COLUMBIA, S.C. — The South Carolina Republican Party announced Monday that it would move up the state's presidential primary to January 21, leapfrogging over Iowa and New Hampshire and trumping Florida's own leapfrog date of January 31, determined just last week. New Hampshire, which has an "us first" rule, may set its primary in December. It's checkers, played on a very big board.

In 1933, the U.S. Constitution was amended to move the inauguration of Presidents from March to January; given the increased speed of transportation and communication, a four-month gap between election and inauguration was clearly unnecessary. Here we have the reverse: the possibility of nearly a full year between the first primary and the general election, forcing even more money to be raised and spent on mindless and mind-numbing campaign ads. Common sense would dictate that given the increased speed of our own transportation and communication, we'd only need a couple months to select candidates, give them a hearing, and make up our collective minds. If the hopefuls actually took a year to refine their positions on issues, it might make some sense, but all that will be refined is the precision of attack ads.

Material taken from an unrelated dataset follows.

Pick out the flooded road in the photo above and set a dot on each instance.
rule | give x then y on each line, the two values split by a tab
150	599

TRENTON, N.J. — Republicans, dissatisfied with their either dull or dotty slate of possibilities and looking for straight- talking charisma, spent the last few weeks pressuring New Jersey Governor Chris Christie to throw his belt in the ring. Lawyer, county freeholder, lobbyist, U.S. attorney, and for just a year and eight months, governor: Now there's a résumé for President even slimmer than Barack Obama's was. Isn't anybody worried about the 3 a.m. phone call? Sensibly, he conquered the temptation, leaving the party to seek another savior.

Hey, wait a minute! Why not tap Admiral Mike Mullen? There's a guy with real experience, and judging from his recent Congressional testimony and media interviews, he's got straight- talking charisma aplenty. He just retired from the military and may be looking for something to occupy his golden years.

CHARLOTTE, N.C. — Bank of America announced last week that it would begin charging customers $5 a month for using their debit cards. What were they thinking? As if the American public were not pissed off enough at big banks (see lead story above), here they go nickeling and diming folks for taking out their own money.

Go ahead, Chase, now's your chance! Announce that you'll gladly welcome all customers from fee-charging banks, smoothly transitioning their accounts, direct deposits, and automatic payments, and maybe even giving them $5 a month for a year. You could gut your competition and increase your bottom line by billions in new deposits, and become the unlikely hero of the middle class as well.

NEW YORK — Andy Rooney delivered his last monologue on 60 Minutes last Sunday after 33 years on the job. Did you ever notice how the more things change, the more they stay the same?